Table 2.7 Aspiration equipment

Aspirate slowly and check any aspirated fluid – if sepsis or abnormal pathology is suspected, detach syringe from needle, aspirate with a fresh syringe, deposit 1–2 ml in sterile container and send for culture. Abandon the injection.

If the fluid looks like normal serous fluid – clear, with the viscous consistency of runny honey – continue to aspirate while pressing with the flat hand on the area. The remaining fluid should be deposited into kidney bowl and disposed of according to local policy.

The question then is, should the aspirated joint be injected at the same time? We believe this depends on the experience of the aspirating clinician; if confident that the aspirate is normal serous fluid, and the patient’s symptoms warrant it, injection of corticosteroid with or without local anaesthetic, can continue. If fresh blood is removed, fracture should be eliminated; if there is no fracture and the diagnosis is a ruptured anterior cruciate ligament for example, we would inject steroid for its anti-inflammatory pain-relieving action.

Aftercare

Most injection studies show that injections give demonstrable relief in the short term but there is not much difference from other treatments or no treatment at all in the long term. It is essential, therefore, to address the causes of the pain once the symptoms of pain or parasthesia have been relieved by the injection. Recurrence of symptoms is common in bursitis and tendinopathy, so appropriate advice on prevention is a vital part of the care package.

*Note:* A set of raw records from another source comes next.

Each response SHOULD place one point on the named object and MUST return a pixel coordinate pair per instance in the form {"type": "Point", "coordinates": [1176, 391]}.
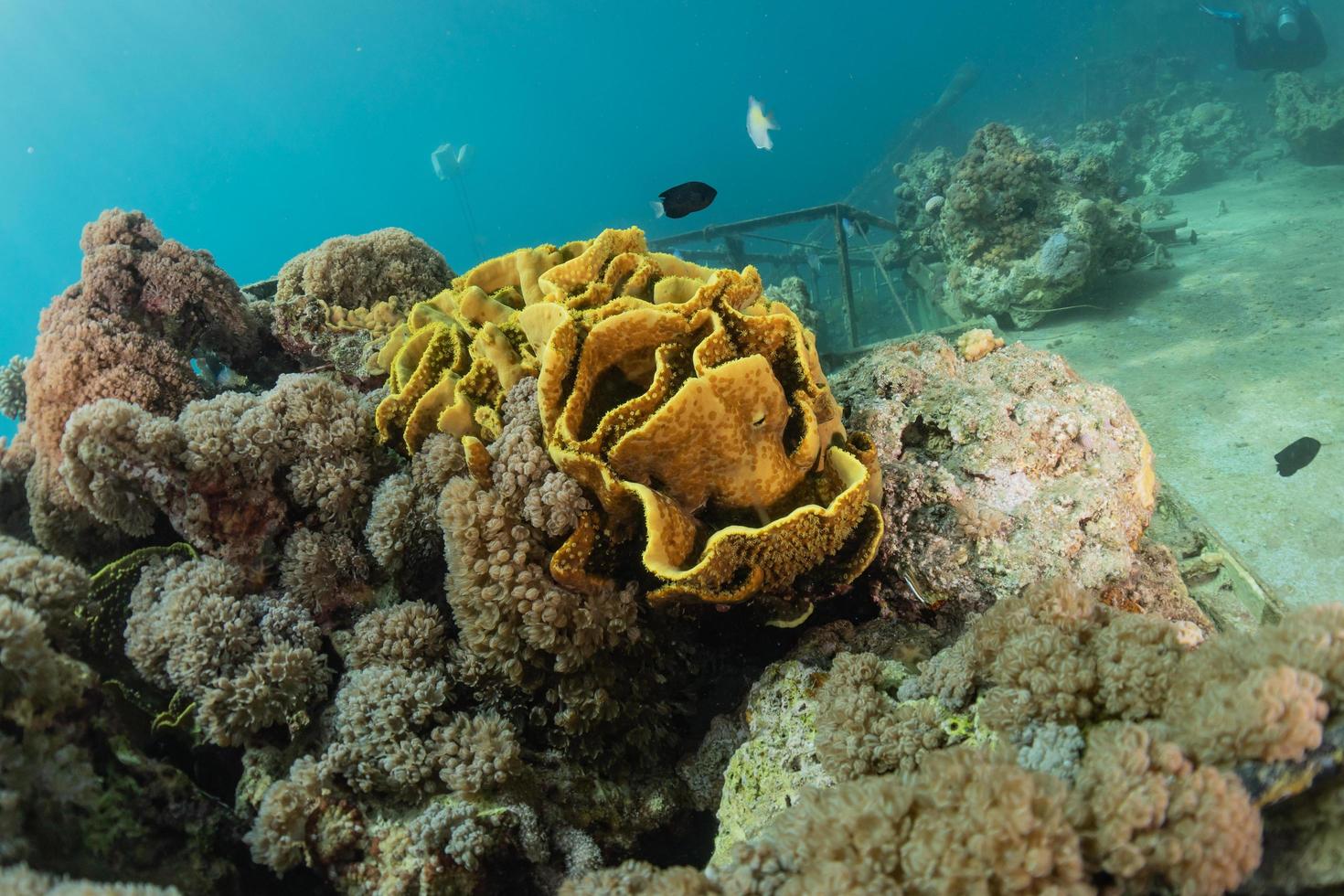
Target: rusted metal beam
{"type": "Point", "coordinates": [846, 281]}
{"type": "Point", "coordinates": [720, 257]}
{"type": "Point", "coordinates": [783, 219]}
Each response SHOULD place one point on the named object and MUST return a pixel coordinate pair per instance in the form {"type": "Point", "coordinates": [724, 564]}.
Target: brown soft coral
{"type": "Point", "coordinates": [128, 328]}
{"type": "Point", "coordinates": [863, 731]}
{"type": "Point", "coordinates": [248, 661]}
{"type": "Point", "coordinates": [335, 300]}
{"type": "Point", "coordinates": [233, 473]}
{"type": "Point", "coordinates": [1148, 815]}
{"type": "Point", "coordinates": [966, 822]}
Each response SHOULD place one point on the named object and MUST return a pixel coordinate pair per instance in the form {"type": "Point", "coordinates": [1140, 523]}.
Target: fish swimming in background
{"type": "Point", "coordinates": [1297, 455]}
{"type": "Point", "coordinates": [684, 199]}
{"type": "Point", "coordinates": [760, 123]}
{"type": "Point", "coordinates": [448, 163]}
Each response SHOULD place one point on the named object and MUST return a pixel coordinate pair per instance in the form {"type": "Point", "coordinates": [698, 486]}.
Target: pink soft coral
{"type": "Point", "coordinates": [126, 331]}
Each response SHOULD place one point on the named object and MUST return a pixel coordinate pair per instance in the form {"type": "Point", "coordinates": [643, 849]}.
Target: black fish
{"type": "Point", "coordinates": [1297, 455]}
{"type": "Point", "coordinates": [684, 199]}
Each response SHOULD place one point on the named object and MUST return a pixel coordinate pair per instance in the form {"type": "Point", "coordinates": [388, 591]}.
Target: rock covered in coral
{"type": "Point", "coordinates": [337, 301]}
{"type": "Point", "coordinates": [921, 197]}
{"type": "Point", "coordinates": [777, 759]}
{"type": "Point", "coordinates": [677, 397]}
{"type": "Point", "coordinates": [248, 661]}
{"type": "Point", "coordinates": [78, 795]}
{"type": "Point", "coordinates": [1174, 143]}
{"type": "Point", "coordinates": [1019, 237]}
{"type": "Point", "coordinates": [14, 397]}
{"type": "Point", "coordinates": [1309, 116]}
{"type": "Point", "coordinates": [1113, 784]}
{"type": "Point", "coordinates": [1000, 472]}
{"type": "Point", "coordinates": [233, 475]}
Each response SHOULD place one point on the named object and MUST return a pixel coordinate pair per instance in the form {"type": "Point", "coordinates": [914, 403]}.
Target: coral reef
{"type": "Point", "coordinates": [335, 304]}
{"type": "Point", "coordinates": [1178, 142]}
{"type": "Point", "coordinates": [1110, 786]}
{"type": "Point", "coordinates": [246, 663]}
{"type": "Point", "coordinates": [1309, 116]}
{"type": "Point", "coordinates": [496, 626]}
{"type": "Point", "coordinates": [694, 411]}
{"type": "Point", "coordinates": [1001, 472]}
{"type": "Point", "coordinates": [234, 473]}
{"type": "Point", "coordinates": [14, 395]}
{"type": "Point", "coordinates": [126, 331]}
{"type": "Point", "coordinates": [78, 795]}
{"type": "Point", "coordinates": [1019, 231]}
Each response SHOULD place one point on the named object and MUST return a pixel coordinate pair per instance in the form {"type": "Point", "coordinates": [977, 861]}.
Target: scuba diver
{"type": "Point", "coordinates": [1275, 37]}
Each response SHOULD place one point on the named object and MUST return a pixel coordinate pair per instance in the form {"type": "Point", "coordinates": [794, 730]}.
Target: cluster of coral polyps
{"type": "Point", "coordinates": [691, 406]}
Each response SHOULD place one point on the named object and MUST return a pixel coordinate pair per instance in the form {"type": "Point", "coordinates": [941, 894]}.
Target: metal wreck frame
{"type": "Point", "coordinates": [735, 254]}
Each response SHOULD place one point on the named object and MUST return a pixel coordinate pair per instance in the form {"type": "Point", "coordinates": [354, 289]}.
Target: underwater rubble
{"type": "Point", "coordinates": [575, 572]}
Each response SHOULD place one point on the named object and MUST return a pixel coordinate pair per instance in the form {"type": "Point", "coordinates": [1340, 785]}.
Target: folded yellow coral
{"type": "Point", "coordinates": [691, 407]}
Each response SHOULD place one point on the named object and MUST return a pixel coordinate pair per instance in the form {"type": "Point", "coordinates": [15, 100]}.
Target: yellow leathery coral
{"type": "Point", "coordinates": [689, 406]}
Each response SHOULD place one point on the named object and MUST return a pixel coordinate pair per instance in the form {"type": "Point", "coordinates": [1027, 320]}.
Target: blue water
{"type": "Point", "coordinates": [258, 129]}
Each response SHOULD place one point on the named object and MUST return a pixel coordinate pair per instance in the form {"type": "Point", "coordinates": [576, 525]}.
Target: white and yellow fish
{"type": "Point", "coordinates": [760, 123]}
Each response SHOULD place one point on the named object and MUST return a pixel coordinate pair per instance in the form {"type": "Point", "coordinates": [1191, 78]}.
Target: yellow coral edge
{"type": "Point", "coordinates": [854, 477]}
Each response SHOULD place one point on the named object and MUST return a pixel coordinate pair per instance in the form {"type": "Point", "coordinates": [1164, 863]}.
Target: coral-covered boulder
{"type": "Point", "coordinates": [1019, 238]}
{"type": "Point", "coordinates": [143, 308]}
{"type": "Point", "coordinates": [1310, 117]}
{"type": "Point", "coordinates": [1000, 472]}
{"type": "Point", "coordinates": [336, 303]}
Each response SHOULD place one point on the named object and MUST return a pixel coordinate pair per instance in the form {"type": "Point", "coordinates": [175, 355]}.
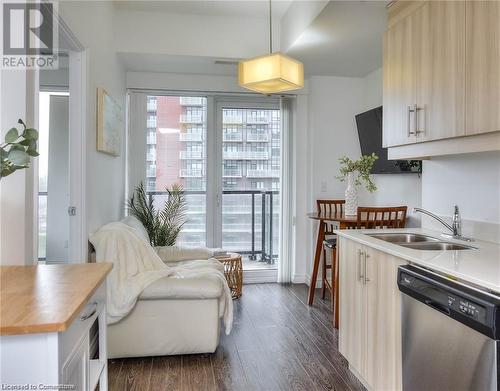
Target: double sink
{"type": "Point", "coordinates": [419, 241]}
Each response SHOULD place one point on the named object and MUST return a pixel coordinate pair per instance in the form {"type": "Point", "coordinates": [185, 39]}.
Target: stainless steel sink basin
{"type": "Point", "coordinates": [419, 242]}
{"type": "Point", "coordinates": [403, 237]}
{"type": "Point", "coordinates": [436, 246]}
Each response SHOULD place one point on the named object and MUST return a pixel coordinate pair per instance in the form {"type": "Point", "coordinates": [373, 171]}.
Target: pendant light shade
{"type": "Point", "coordinates": [271, 73]}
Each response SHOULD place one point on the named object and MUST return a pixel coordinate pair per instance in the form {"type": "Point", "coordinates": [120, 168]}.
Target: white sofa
{"type": "Point", "coordinates": [172, 315]}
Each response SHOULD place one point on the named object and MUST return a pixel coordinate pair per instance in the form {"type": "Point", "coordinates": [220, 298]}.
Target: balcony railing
{"type": "Point", "coordinates": [246, 155]}
{"type": "Point", "coordinates": [190, 137]}
{"type": "Point", "coordinates": [151, 139]}
{"type": "Point", "coordinates": [232, 119]}
{"type": "Point", "coordinates": [257, 137]}
{"type": "Point", "coordinates": [151, 123]}
{"type": "Point", "coordinates": [151, 105]}
{"type": "Point", "coordinates": [151, 156]}
{"type": "Point", "coordinates": [190, 173]}
{"type": "Point", "coordinates": [151, 171]}
{"type": "Point", "coordinates": [232, 137]}
{"type": "Point", "coordinates": [191, 101]}
{"type": "Point", "coordinates": [255, 236]}
{"type": "Point", "coordinates": [191, 119]}
{"type": "Point", "coordinates": [232, 173]}
{"type": "Point", "coordinates": [263, 173]}
{"type": "Point", "coordinates": [190, 155]}
{"type": "Point", "coordinates": [257, 120]}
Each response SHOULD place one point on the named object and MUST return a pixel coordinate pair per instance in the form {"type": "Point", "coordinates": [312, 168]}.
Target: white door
{"type": "Point", "coordinates": [57, 218]}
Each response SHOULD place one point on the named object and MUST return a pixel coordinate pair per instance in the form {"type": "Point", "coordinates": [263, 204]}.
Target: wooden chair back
{"type": "Point", "coordinates": [381, 217]}
{"type": "Point", "coordinates": [330, 207]}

The ideal outcome is total relief of pain with normal power and full range of motion. This does not always occur but when local anaesthetic is used there should be significant immediate improvement to encourage both patient and clinician that the correct diagnosis has been made, and the injection accurately placed.

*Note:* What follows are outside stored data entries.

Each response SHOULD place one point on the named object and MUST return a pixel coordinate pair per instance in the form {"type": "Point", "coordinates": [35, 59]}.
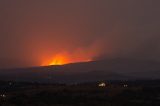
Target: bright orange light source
{"type": "Point", "coordinates": [64, 58]}
{"type": "Point", "coordinates": [58, 60]}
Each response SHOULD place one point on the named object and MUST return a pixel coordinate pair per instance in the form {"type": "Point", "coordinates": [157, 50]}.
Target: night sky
{"type": "Point", "coordinates": [34, 31]}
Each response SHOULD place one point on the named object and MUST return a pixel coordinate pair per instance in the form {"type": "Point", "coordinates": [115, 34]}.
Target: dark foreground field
{"type": "Point", "coordinates": [134, 93]}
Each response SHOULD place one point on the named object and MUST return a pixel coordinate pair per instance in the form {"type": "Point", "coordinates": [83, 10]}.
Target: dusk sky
{"type": "Point", "coordinates": [33, 32]}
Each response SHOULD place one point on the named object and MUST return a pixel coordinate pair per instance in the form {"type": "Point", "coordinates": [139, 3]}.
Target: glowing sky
{"type": "Point", "coordinates": [35, 32]}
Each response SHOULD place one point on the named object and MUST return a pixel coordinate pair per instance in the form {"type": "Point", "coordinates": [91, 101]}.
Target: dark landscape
{"type": "Point", "coordinates": [79, 52]}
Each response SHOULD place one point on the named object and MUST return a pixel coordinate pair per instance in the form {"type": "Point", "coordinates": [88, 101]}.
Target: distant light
{"type": "Point", "coordinates": [3, 95]}
{"type": "Point", "coordinates": [125, 85]}
{"type": "Point", "coordinates": [102, 84]}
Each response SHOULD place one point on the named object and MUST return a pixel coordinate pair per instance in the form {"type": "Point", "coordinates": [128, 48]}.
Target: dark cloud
{"type": "Point", "coordinates": [31, 30]}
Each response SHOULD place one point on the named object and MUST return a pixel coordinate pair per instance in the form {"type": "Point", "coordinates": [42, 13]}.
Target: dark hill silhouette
{"type": "Point", "coordinates": [109, 69]}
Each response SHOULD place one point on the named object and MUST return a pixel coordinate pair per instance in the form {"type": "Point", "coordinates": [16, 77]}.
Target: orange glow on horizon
{"type": "Point", "coordinates": [61, 59]}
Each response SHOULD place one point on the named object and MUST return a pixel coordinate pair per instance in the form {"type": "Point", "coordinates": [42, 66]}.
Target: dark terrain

The patient should be told that the relief of pain might be temporary, depending on the strength and type of anaesthetic used, and the pain may return when this effect wears off. Some patients describe this pain as greater than their original pain. This might be due to the flare effect of the cortisone, which is thought to be caused by microcrystal deposition, or because of poor injection technique where the needle has been rammed into bone, but it is also possible that pain that comes back after some relief might appear to be worse. Any after-pain is usually transient and can be eased by application of ice or taking simple analgesia.

The anti-inflammatory effect of the corticosteroid is not usually apparent until about 48 hours after the infiltration and can continue for 3 weeks to 2 months, depending on the drug used, so patients should maximize the drug action during this period by avoiding aggravating activities.

Arrange to review the patient about a week or 10 days later. If the pain is severe or begins to return, as occurs commonly in acute capsulitis of the shoulder, see that the patient knows that they can return for a further injection if necessary within this period.

Advise the patient on what to do and what to avoid in the intervening period. Joint conditions usually benefit from a programme of early gentle movement within the pain-free range9; studies have shown that 24 hours’ complete bed rest after a knee injection for inflammatory arthritis is beneficial but in the case of the wrist immobilization does not appear to improve outcome and might even worsen it. Overuse conditions in tendons and bursae require relative rest; this means that normal activities of daily living can be followed, provided they are not too painful, but return to sport or strenuous repetitive activity should be postponed until the patient is as pain free as possible.

When the symptoms have been relieved, most patients will need a few sessions of treatment for rehabilitation and prevention of recurrence; this is particularly relevant in overuse conditions and might involve correction of posture, ergonomic advice, adaptation of movement patterns, mobilization or manipulation, deep friction massage, stretching and/or strengthening regimens. The advice of a professional coach in their sport or of an expert in orthotics might also be required.